After a few days walking on the trails, I descended into the town of Port de Pollença and found a hotel. I started: ‘Tienes una habitación…’ before mumbling the rest in French, handing over €45 and avoiding eye contact. The magic of the mountains had worn off. Up there I was a hero, down here I was just a guy with a pencil case full of cheese. Lying on the hotel bed, I traced my route on a map – a meandering line zigzagging through the range. The U-turns spoke of last-minute planning. The detours recalled naps under cloudless skies.
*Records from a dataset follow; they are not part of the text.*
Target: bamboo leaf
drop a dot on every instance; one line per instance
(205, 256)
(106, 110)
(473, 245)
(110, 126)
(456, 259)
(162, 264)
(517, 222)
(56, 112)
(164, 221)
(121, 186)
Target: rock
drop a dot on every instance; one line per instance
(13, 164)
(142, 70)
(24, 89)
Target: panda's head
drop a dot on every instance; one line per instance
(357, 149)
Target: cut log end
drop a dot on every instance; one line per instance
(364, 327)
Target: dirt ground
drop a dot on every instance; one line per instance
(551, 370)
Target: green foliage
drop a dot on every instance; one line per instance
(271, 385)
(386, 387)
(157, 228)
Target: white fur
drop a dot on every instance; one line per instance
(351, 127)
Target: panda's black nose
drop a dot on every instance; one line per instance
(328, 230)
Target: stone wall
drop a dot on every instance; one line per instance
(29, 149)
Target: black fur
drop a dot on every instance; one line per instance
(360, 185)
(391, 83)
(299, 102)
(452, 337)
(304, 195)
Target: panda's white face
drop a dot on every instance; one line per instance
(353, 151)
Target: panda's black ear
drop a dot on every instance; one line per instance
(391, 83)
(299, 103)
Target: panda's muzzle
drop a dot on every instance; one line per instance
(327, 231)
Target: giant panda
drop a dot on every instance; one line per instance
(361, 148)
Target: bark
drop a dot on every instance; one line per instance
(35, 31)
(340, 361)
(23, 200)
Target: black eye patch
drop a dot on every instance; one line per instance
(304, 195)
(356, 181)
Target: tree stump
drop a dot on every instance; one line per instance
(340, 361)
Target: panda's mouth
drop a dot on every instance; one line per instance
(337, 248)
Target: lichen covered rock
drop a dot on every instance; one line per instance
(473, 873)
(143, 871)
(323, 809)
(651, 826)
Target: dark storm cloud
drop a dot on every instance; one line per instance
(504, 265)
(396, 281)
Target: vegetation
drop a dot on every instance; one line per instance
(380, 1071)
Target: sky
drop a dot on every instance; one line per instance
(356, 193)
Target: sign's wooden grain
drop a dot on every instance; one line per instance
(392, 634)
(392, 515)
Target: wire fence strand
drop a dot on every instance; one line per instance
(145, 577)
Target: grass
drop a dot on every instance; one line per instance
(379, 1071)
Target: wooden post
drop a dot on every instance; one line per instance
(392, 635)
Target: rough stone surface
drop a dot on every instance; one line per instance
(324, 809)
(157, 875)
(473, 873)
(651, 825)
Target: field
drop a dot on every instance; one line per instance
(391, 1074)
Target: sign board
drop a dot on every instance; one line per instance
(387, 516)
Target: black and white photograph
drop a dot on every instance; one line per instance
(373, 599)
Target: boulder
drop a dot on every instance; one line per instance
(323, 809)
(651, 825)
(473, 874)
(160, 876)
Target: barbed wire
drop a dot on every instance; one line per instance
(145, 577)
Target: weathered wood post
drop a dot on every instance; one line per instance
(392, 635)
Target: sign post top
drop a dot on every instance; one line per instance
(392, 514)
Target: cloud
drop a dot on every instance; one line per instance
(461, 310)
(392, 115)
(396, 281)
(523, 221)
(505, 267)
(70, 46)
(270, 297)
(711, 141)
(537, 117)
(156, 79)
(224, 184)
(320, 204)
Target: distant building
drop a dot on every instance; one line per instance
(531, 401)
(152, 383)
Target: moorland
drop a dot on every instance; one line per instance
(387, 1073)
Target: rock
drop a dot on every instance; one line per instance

I hoped Big Al would be proud.

Path through woods from Fornalutx to Soller.
The trails of the GR-211, also known as the Ruta de Pedra en Sec, offer many unofficial variations for free-range wandering. Andrew Montgomery / Lonely Planet

Plan your Mallorcan hike

Getting there

Palma de Mallorca Airport has widespread European flight connections. The town of Sóller is the trailhead for the most popular mountain walks. It’s easily reached from Palma on the wondrous and historic Ferrocarril de Sóller railway.

The walk

Mallorca’s most famous hiking route is the Ruta de Pedra en Sec – also known as the GR-221 – which runs the length of the Serra de Tramuntana from Port d’Andratx in the west to Port de Pollença in the north, via Sóller. Stretching just over 100 miles, the route is fairly easy to follow, with many signposts – particularly on the northern stretches – and many potential detours and variations. Most hikers cover it in five to eight days. Macs Adventure is among companies offering a seven-night self-guided itinerary, including transfers and accommodation.

Where to stay

Finca Ca’s Sant is a superb place to rest trail-weary feet in Sóller, set in shady orange groves with views up to green mountains. In Port de Pollença, the Hotel Sis Pins has old-world charm, and an enviable location on the town’s handsome seafront promenade.